My usual complaint with renters is they want a 3 or 4BR presidential unit week after next.

Here we have someone who want to rent so far ahead I can just barely ARP into the first week of his window!


----------



## sandkastle4966 (Sep 4, 2012)

My understanding for RCI wyn deposits:

At approximately 6-8 months out,  deposits are made into RCI based on "what is left" - after ARP and after the 10 month window has been open for a while.  

Depostis are also made based on "how much" is left.  (if there are 2 units left, they are not going to show up, if there are "lots" then some percentage start to get dumped into RCI)

The odds of a 3 bed room BC - that means ARP didnot use them and the 10 month window didn't nab them....so I would say pretty darn slim.


----------



## bnoble (Sep 4, 2012)

> It'll either be a 2-bedroom deluxe, or 2-bedroom Presidential.


I've never seen Wyndham deposit Presidential units at all at this resort.  Per the Wyndham Directory, the sleeping capacity in the 2B Pres is 4(4), but the regular 2BR is either 8(4) or 8(6).  If you have a 2BR sleeping 8, it is not Presidential.


----------



## Terry D (Sep 4, 2012)

Again thanks for the insight and replies.

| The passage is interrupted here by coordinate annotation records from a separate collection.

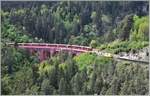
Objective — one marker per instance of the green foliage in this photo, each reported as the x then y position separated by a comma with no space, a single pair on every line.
93,44
140,30
80,23
84,60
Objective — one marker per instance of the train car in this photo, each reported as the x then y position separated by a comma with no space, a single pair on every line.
108,55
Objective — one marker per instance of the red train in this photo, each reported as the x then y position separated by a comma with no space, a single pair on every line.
56,45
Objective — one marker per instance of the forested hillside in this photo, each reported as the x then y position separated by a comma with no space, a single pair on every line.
112,26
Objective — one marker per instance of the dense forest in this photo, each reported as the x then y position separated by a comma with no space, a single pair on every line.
112,26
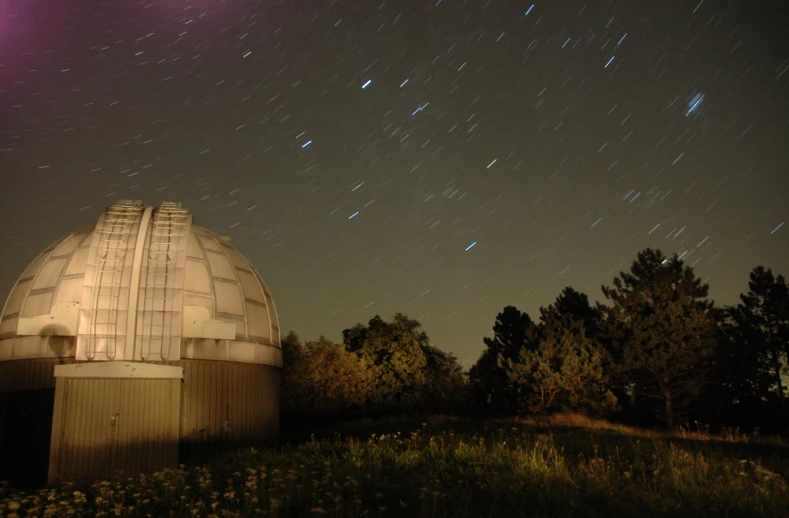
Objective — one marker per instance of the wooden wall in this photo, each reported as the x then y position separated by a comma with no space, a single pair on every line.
102,425
27,395
224,405
227,405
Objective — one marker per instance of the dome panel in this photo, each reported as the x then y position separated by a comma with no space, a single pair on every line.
193,248
69,290
220,266
209,243
37,304
251,287
50,273
258,323
228,298
17,297
83,285
197,278
78,261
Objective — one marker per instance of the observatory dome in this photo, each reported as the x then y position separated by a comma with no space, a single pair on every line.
194,296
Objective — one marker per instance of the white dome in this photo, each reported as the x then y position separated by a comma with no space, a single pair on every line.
195,296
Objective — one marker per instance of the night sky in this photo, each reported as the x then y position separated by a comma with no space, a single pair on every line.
442,159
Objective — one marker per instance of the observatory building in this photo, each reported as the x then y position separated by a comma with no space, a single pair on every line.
135,344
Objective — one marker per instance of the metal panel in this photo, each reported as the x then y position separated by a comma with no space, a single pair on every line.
104,425
102,327
162,286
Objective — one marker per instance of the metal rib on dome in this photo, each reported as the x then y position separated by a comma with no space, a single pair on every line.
195,295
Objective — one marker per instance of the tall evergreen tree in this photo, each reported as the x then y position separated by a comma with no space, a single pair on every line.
756,332
660,332
489,383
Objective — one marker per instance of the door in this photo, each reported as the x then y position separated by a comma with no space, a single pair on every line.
126,424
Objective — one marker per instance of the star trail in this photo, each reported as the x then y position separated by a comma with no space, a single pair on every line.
440,159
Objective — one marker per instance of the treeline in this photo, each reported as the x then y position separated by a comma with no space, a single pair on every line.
657,353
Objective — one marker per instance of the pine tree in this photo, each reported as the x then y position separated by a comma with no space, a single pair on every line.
660,332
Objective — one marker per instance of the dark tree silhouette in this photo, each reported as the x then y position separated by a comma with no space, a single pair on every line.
755,346
660,332
490,386
566,371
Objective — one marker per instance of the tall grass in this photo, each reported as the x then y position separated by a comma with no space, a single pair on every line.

I am not a Wyndham owner and thus did not fully understand the premium for Presidential when I posted...which I do know now thanks to your posts. To answer some of your questions
1. Yes, I could rent my unit and then rent a BC, but I have never been a big fan of rentals on either side..just a personal preference to keep things simple with no risk. RCI exchange is what I am looking for. 
2. As for TPU's, I would have enough to cover a large unit in prime season so there is flexibility if needed. 

And next time I will try to do a better job of spelling as well!!


----------



## bnoble (Sep 5, 2012)

If you need a 3BR, you can sometimes find them at the HGVCs, Cypress Pointe, the various Orange Lakes, or Grand Beach.  If a 2BR would do, the "regular" 2BRs at Bonnet are still quite nice.


----------



## chriskre (Sep 5, 2012)

There is no couch bed in the presidential units but there is two double beds and a king bed so I'm not sure why Wyndham says it only sleeps 4.  Many resorts think two people can sleep on a double bed.  Maybe not comfortably but it can be done.  

Anyway, there are alot of Presidential units for rent on ebay and some go for great prices.  Of course renting from a Mega owner is probably best to get exactly the dates you want.  IMO the Presidential units are worth renting in this case.  I've stayed in both types of units and there is definitely a big difference in the experience.  If you won't be spending alot of time in the room then exchanging in thru RCI would make more sense.


----------



## bnoble (Sep 5, 2012)

> there is two double beds and a king bed


The directory claims K/Q.  Not the first time it has been wrong.  It is also possible that they took out the Q and replaced with 2Ds based on people complaining that a 2BR that slept only four was silly.


----------



## Sandy VDH (Sep 5, 2012)

Rent_Share said:


> Is the H silent like Umble



Yes. It is humble pronounced umble. 

(I has to spell it out apparently yes is too short to post.)


----------